The value of genomic relationship matrices to estimate levels of inbreeding

Background Genomic relationship matrices are used to obtain genomic inbreeding coefficients. However, there are several methodologies to compute these matrices and there is still an unresolved debate on which one provides the best estimate of inbreeding. In this study, we investigated measures of inbreeding obtained from five genomic matrices, including the Nejati-Javaremi allelic relationship matrix (FNEJ), the Li and Horvitz matrix based on excess of homozygosity (FL&H), and the VanRaden (methods 1, FVR1, and 2, FVR2) and Yang (FYAN) genomic relationship matrices.

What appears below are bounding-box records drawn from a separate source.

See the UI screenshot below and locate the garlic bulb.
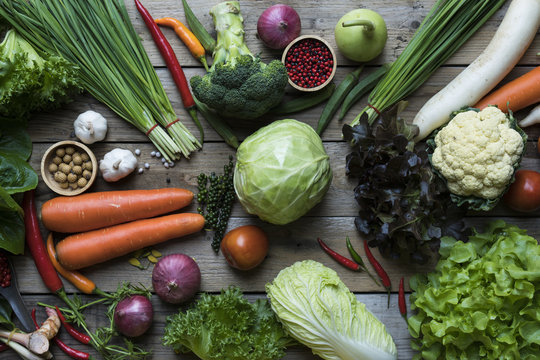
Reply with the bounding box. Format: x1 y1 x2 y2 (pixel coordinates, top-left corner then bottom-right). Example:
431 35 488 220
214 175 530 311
73 110 107 144
99 149 137 182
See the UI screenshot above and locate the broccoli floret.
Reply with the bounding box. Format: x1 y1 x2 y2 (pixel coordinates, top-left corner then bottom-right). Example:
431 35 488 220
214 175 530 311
190 1 287 119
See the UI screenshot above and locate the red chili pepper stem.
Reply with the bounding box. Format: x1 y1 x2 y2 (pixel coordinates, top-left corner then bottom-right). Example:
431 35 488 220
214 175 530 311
317 238 361 271
135 0 204 143
398 278 407 321
55 306 90 344
364 239 392 308
31 308 92 360
346 236 381 286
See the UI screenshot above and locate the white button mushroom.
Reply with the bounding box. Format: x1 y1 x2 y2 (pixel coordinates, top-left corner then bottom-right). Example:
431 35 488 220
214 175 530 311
99 149 137 182
73 110 107 144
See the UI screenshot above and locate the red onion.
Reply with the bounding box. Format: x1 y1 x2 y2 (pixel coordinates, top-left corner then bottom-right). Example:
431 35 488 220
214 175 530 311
152 254 201 304
257 4 301 49
114 295 154 337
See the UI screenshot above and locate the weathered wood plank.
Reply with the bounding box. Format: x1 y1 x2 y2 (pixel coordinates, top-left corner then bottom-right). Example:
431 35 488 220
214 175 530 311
0 294 413 360
26 138 540 222
28 67 540 142
9 211 540 294
126 0 540 67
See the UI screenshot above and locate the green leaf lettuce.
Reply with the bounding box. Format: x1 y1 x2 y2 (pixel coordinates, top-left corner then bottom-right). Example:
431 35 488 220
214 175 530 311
0 29 80 119
163 287 292 360
408 220 540 360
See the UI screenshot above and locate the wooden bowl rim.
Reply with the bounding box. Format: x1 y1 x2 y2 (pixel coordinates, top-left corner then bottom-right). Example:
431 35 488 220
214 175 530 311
281 35 337 92
41 140 98 196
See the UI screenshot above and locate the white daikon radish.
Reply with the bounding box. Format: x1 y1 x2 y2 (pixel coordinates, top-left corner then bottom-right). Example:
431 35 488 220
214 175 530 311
413 0 540 141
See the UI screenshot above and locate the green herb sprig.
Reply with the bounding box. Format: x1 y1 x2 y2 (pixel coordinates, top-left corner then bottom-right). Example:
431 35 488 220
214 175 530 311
38 282 152 360
197 156 236 253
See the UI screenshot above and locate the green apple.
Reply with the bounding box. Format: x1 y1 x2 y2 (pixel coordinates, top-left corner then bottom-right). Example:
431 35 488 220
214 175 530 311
334 9 388 62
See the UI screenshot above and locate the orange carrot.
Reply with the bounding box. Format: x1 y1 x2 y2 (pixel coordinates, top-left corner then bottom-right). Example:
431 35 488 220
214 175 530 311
474 66 540 112
56 213 204 270
47 233 96 294
41 188 193 233
154 17 208 71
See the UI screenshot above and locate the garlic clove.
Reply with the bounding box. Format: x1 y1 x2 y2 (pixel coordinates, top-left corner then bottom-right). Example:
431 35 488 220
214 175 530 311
99 148 137 182
73 110 107 144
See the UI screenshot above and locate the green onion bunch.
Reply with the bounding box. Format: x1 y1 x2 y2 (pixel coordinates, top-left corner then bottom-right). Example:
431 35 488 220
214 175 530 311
0 0 201 161
351 0 505 126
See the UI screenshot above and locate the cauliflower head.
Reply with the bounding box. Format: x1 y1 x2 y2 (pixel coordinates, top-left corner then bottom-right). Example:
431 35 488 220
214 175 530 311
431 106 524 200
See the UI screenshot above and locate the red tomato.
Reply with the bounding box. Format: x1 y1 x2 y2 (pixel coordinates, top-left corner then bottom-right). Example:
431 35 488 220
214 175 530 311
221 225 268 270
503 170 540 212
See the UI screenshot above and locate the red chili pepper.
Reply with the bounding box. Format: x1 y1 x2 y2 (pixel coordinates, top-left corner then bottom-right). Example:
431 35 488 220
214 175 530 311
398 278 407 320
56 306 90 344
364 239 392 307
317 238 361 271
135 0 204 141
31 308 91 360
23 190 64 293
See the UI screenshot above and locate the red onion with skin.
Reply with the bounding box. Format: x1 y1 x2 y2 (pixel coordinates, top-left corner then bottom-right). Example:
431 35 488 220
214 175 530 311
152 254 201 304
114 295 154 337
257 4 301 49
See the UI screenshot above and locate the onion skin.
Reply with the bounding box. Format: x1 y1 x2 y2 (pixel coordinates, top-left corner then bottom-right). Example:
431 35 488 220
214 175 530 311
114 295 154 337
152 254 201 304
257 4 302 49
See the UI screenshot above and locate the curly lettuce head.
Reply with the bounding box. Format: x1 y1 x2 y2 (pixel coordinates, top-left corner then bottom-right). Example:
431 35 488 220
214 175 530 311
408 220 540 360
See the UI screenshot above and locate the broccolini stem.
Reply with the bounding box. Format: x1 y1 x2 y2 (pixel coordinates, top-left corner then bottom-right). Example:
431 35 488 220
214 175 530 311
210 1 255 71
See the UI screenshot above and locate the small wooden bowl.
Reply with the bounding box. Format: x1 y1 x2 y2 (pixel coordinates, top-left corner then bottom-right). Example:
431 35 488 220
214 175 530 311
41 140 98 196
281 35 337 92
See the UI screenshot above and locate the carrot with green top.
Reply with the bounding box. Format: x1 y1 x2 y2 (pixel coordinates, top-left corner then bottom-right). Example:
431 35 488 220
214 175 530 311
56 213 204 270
154 17 208 71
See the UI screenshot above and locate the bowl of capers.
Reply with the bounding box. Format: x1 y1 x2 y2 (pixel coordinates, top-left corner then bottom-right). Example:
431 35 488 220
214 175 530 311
41 140 98 196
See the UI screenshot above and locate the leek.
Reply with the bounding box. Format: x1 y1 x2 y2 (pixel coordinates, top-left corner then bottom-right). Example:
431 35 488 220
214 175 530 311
351 0 505 126
0 0 201 161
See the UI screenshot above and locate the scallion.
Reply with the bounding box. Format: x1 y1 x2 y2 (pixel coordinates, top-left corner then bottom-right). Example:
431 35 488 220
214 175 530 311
351 0 505 125
0 0 201 161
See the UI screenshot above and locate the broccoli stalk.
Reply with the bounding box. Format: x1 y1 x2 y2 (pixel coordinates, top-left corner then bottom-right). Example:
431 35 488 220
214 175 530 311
190 1 288 120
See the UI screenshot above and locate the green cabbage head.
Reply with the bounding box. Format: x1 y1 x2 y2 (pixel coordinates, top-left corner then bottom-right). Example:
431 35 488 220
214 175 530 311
266 260 397 360
234 119 332 225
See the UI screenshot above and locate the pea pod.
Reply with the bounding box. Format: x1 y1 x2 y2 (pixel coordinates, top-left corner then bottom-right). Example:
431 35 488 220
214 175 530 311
182 0 216 53
317 66 364 135
338 64 390 120
270 83 336 115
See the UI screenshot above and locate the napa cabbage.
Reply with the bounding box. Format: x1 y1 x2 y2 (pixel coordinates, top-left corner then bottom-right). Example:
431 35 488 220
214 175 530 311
266 260 397 360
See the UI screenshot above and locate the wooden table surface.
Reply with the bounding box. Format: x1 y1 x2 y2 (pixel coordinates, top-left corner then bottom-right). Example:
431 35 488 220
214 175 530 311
5 0 540 360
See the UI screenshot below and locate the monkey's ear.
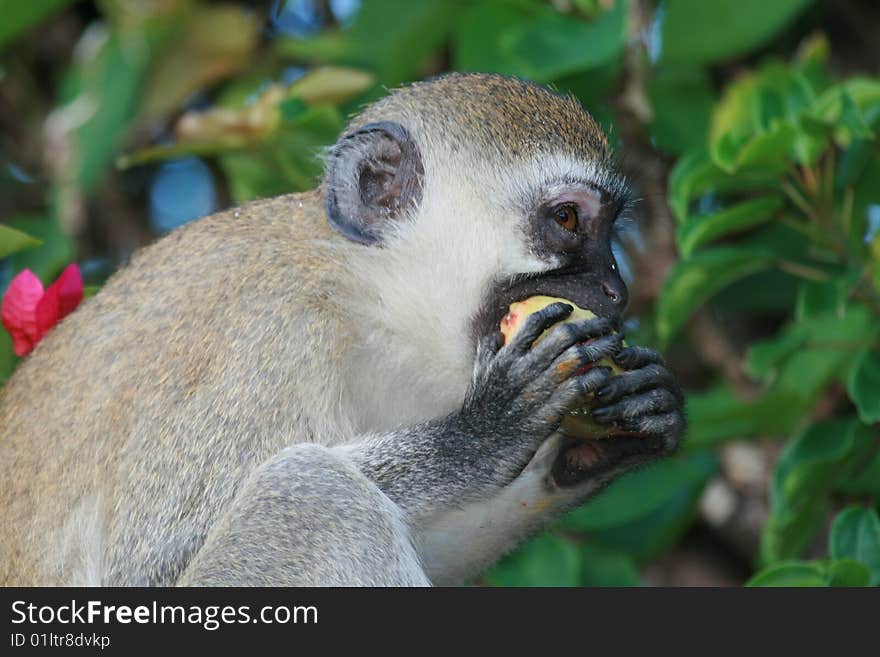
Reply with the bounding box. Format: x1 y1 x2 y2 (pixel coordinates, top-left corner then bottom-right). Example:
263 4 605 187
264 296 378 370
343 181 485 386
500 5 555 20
325 121 425 244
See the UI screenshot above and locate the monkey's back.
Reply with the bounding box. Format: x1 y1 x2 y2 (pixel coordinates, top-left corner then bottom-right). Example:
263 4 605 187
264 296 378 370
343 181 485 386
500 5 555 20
0 193 350 585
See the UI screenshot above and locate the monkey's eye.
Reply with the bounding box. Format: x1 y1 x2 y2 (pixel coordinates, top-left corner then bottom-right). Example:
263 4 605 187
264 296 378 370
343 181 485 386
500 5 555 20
553 204 578 233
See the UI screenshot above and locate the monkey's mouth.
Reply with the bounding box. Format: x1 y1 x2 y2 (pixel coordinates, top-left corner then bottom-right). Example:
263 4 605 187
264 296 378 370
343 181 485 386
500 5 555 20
551 430 657 488
472 273 623 341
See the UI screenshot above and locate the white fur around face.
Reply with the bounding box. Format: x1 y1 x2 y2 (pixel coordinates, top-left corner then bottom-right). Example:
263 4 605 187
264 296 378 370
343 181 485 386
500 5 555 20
336 151 620 431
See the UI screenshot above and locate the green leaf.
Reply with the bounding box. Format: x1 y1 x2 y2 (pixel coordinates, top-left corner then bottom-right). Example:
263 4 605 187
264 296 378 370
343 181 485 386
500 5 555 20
486 534 581 586
709 62 827 173
590 482 705 565
847 349 880 424
709 121 798 173
501 0 629 82
745 561 829 587
0 0 72 48
59 16 176 194
656 247 775 344
677 196 784 258
0 328 19 386
660 0 811 62
761 420 874 563
453 0 629 82
580 542 641 586
746 327 807 379
9 217 75 282
220 105 342 203
828 506 880 586
669 149 778 224
274 0 460 86
647 66 716 154
746 559 868 587
0 224 43 258
140 3 262 121
828 559 871 586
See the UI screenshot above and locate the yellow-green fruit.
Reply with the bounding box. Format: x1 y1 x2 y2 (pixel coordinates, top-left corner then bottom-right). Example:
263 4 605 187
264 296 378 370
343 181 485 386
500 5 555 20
500 296 623 438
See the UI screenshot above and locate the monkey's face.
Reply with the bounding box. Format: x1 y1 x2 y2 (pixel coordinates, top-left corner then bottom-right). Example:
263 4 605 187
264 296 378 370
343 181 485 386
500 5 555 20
460 154 629 344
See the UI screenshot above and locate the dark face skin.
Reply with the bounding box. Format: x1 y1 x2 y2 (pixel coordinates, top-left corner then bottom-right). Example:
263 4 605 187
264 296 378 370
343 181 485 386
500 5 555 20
326 116 685 486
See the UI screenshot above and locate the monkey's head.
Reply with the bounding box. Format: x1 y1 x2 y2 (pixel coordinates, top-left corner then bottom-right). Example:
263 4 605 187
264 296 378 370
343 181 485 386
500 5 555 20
324 74 629 380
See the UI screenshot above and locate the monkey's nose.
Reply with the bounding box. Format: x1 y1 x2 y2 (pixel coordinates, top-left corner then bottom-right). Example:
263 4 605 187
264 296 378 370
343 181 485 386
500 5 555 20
602 281 626 305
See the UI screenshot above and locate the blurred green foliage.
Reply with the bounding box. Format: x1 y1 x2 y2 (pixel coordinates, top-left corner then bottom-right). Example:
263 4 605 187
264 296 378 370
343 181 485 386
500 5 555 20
0 0 880 586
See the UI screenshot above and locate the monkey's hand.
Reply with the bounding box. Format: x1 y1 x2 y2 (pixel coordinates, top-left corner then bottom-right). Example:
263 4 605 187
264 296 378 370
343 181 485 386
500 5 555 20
553 346 685 487
457 303 622 484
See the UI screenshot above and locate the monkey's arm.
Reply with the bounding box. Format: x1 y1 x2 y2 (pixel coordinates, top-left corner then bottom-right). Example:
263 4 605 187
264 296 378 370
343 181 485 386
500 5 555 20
337 303 621 530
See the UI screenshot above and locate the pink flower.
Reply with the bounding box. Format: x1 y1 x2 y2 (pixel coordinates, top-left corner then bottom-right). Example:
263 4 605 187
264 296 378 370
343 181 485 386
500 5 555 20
0 263 83 356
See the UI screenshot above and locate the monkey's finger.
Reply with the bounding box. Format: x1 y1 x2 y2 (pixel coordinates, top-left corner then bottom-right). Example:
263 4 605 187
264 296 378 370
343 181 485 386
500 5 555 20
614 345 666 370
521 317 623 370
596 364 676 404
514 333 623 385
547 366 612 413
593 388 679 424
507 301 574 356
474 332 504 373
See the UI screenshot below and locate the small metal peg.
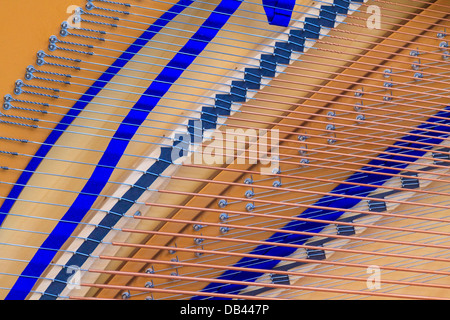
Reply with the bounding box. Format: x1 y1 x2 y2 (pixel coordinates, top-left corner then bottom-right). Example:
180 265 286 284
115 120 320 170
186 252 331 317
245 190 255 199
219 213 229 221
194 238 205 245
272 180 281 188
218 199 228 208
220 227 230 233
192 224 203 231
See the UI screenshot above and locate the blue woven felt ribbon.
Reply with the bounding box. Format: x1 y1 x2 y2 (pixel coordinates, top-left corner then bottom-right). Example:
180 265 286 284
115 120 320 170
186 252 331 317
0 0 194 225
6 0 242 300
262 0 295 27
193 107 450 300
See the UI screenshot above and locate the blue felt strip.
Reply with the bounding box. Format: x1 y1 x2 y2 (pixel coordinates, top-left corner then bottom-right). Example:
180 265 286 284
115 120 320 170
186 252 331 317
193 107 450 300
0 0 194 225
6 0 242 300
263 0 295 27
41 0 358 300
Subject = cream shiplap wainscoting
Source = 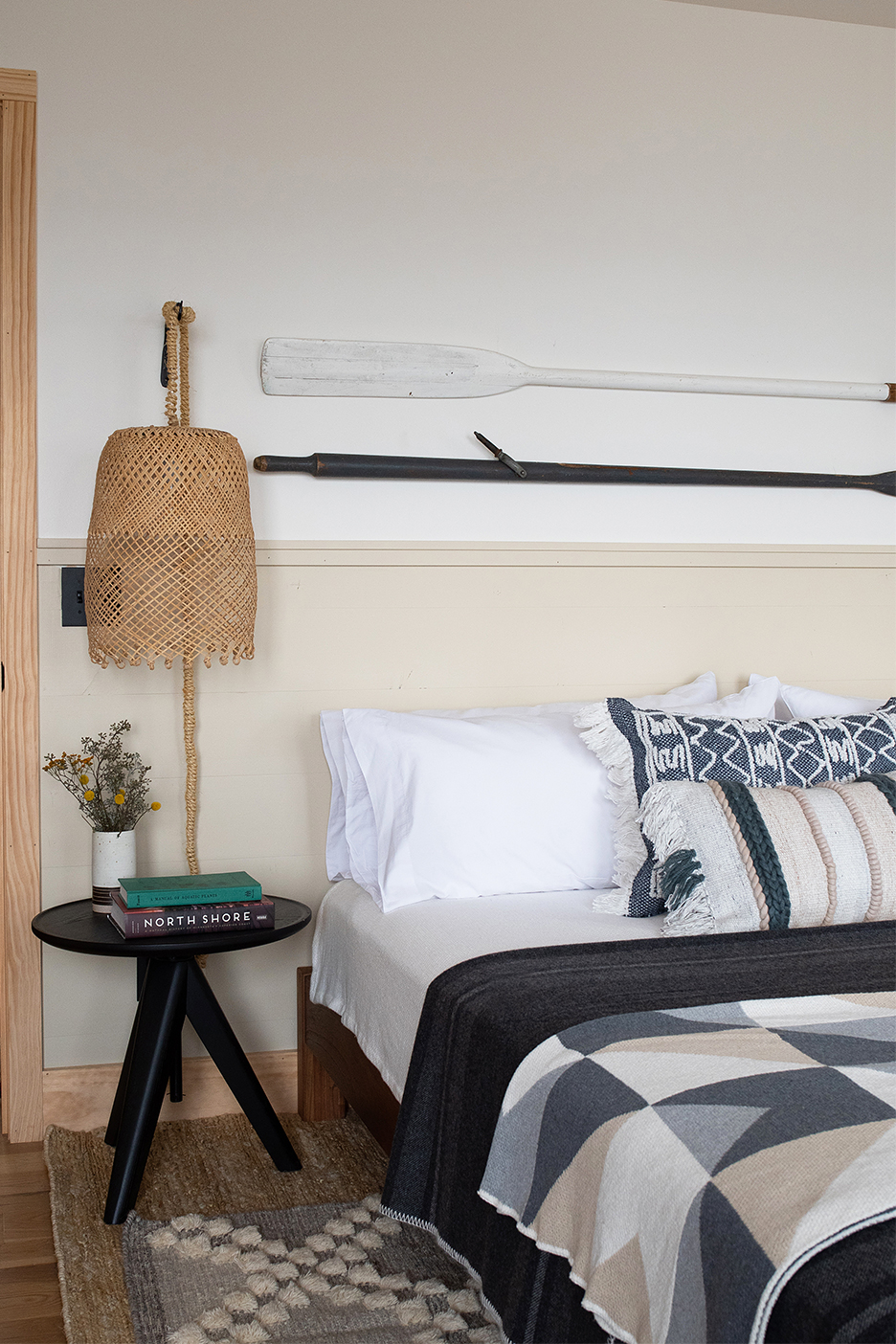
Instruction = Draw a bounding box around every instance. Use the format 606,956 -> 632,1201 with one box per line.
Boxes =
43,1050 -> 299,1129
37,540 -> 896,1124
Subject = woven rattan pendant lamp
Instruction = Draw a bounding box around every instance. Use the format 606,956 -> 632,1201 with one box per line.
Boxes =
84,302 -> 257,872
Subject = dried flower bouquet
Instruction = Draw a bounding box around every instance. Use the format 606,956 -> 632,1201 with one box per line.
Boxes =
43,719 -> 161,831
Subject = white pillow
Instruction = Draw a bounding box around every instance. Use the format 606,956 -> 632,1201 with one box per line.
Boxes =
321,672 -> 716,908
750,672 -> 886,723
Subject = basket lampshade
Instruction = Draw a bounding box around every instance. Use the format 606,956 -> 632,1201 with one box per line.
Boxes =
84,425 -> 257,666
84,302 -> 257,872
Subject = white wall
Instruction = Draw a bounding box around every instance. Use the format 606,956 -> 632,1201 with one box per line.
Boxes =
3,0 -> 896,543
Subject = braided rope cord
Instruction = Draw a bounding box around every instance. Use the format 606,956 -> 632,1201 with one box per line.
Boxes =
161,301 -> 199,874
706,779 -> 769,930
161,301 -> 196,429
184,659 -> 199,872
818,779 -> 884,924
782,784 -> 837,925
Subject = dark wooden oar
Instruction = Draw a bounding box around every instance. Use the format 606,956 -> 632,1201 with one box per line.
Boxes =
253,453 -> 896,495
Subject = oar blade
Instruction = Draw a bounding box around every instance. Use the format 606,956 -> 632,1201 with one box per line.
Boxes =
262,336 -> 527,396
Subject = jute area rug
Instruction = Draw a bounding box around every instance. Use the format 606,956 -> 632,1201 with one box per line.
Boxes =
44,1115 -> 500,1344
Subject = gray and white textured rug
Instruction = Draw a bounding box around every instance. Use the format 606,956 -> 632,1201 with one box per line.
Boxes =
123,1197 -> 501,1344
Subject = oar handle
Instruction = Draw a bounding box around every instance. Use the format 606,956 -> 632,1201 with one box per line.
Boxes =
253,453 -> 896,496
521,364 -> 896,402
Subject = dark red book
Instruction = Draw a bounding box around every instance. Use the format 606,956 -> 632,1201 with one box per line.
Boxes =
109,892 -> 274,938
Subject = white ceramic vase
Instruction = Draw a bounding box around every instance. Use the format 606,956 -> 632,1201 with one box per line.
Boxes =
91,831 -> 137,915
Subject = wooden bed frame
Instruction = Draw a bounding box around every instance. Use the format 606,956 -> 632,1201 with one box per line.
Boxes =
297,966 -> 399,1154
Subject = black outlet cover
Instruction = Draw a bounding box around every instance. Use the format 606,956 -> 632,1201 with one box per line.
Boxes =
62,565 -> 87,625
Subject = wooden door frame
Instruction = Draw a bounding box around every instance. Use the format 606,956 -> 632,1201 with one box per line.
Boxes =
0,70 -> 43,1142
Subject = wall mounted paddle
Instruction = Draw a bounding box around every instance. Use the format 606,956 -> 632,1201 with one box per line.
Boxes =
253,443 -> 896,496
262,336 -> 896,402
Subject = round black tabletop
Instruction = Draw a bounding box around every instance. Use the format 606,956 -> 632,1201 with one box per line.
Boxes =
31,896 -> 312,961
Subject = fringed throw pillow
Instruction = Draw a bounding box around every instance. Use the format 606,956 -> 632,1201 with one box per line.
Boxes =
640,774 -> 896,935
576,696 -> 896,917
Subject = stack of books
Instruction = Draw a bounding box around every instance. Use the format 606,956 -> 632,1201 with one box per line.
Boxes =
109,872 -> 274,938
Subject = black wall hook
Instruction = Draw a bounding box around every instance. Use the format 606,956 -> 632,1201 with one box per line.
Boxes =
159,301 -> 184,387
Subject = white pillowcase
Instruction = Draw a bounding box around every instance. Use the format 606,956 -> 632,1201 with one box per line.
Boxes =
321,672 -> 716,910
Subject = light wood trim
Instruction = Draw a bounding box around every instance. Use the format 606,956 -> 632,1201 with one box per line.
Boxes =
0,71 -> 43,1142
37,538 -> 896,570
0,69 -> 37,102
43,1050 -> 297,1129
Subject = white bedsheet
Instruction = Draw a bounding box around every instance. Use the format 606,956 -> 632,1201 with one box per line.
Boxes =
310,881 -> 663,1101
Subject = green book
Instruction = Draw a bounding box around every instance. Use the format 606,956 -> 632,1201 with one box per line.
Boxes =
118,872 -> 262,910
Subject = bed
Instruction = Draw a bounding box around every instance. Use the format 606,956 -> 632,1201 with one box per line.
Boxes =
300,688 -> 896,1344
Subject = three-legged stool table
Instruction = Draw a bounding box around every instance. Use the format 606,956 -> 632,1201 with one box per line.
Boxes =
31,896 -> 312,1223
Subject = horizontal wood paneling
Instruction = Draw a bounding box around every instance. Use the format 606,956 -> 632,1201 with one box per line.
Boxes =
43,1050 -> 297,1129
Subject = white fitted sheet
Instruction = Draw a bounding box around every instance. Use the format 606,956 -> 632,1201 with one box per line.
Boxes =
310,881 -> 663,1101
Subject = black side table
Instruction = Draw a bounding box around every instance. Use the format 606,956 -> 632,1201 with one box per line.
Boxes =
31,896 -> 312,1223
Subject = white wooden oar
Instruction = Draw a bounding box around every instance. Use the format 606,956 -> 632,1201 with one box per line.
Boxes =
262,336 -> 896,402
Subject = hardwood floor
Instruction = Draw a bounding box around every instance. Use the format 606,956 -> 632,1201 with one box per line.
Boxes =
0,1137 -> 66,1344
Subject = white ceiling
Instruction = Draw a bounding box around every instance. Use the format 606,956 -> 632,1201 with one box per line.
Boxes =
668,0 -> 896,28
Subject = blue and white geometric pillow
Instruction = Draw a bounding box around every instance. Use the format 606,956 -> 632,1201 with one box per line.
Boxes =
576,696 -> 896,918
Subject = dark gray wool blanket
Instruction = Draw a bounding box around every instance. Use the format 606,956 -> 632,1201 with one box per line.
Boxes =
383,921 -> 896,1344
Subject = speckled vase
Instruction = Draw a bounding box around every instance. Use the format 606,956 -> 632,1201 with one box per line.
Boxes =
91,831 -> 137,915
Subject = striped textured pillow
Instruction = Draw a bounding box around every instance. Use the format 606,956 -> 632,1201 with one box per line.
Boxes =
639,774 -> 896,935
576,696 -> 896,918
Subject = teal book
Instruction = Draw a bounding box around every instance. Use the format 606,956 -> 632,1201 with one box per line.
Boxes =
118,872 -> 262,910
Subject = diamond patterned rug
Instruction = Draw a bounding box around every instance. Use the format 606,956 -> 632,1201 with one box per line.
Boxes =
123,1197 -> 501,1344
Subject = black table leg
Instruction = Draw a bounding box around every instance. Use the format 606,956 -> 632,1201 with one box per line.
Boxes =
103,959 -> 192,1223
187,961 -> 302,1172
106,1002 -> 140,1148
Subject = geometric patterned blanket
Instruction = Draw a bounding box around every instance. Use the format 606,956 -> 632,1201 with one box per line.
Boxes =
480,994 -> 896,1344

We derived expectations for each inbreeding coefficient, assuming a single locus model, and used these expectations to explain the patterns of the coefficients that were computed from thousands of single nucleotide polymorphism genotypes in a population of Iberian pigs. Results Except for FNEJ, the evaluated measures of inbreeding do not match with the original definitions of inbreeding coefficient of Wright (correlation) or Malécot (probability). When inbreeding coefficients are interpreted as indicators of variability (heterozygosity) that was gained or lost relative to a base population, both FNEJ and FL&H led to sensible results but this was not the case for FVR1, FVR2 and FYAN. When variability has increased relative to the base, FVR1, FVR2 and FYAN can indicate that it decreased. In fact, based on FYAN, variability is not expected to increase. When variability has decreased, FVR1 and FVR2 can indicate that it has increased. Finally, these three coefficients can indicate that more variability than that present in the base population can be lost, which is also unreasonable. The patterns for these coefficients observed in the pig population were very different, following the derived expectations. As a consequence, the rate of inbreeding depression estimated based on these inbreeding coefficients differed not only in magnitude but also in sign. Conclusions Genomic inbreeding coefficients obtained from the diagonal elements of genomic matrices can lead to inconsistent results in terms of gain and loss of genetic variability and inbreeding depression estimates, and thus to misleading interpretations. Although these matrices have proven to be very efficient in increasing the accuracy of genomic predictions, they do not always provide a useful measure of inbreeding.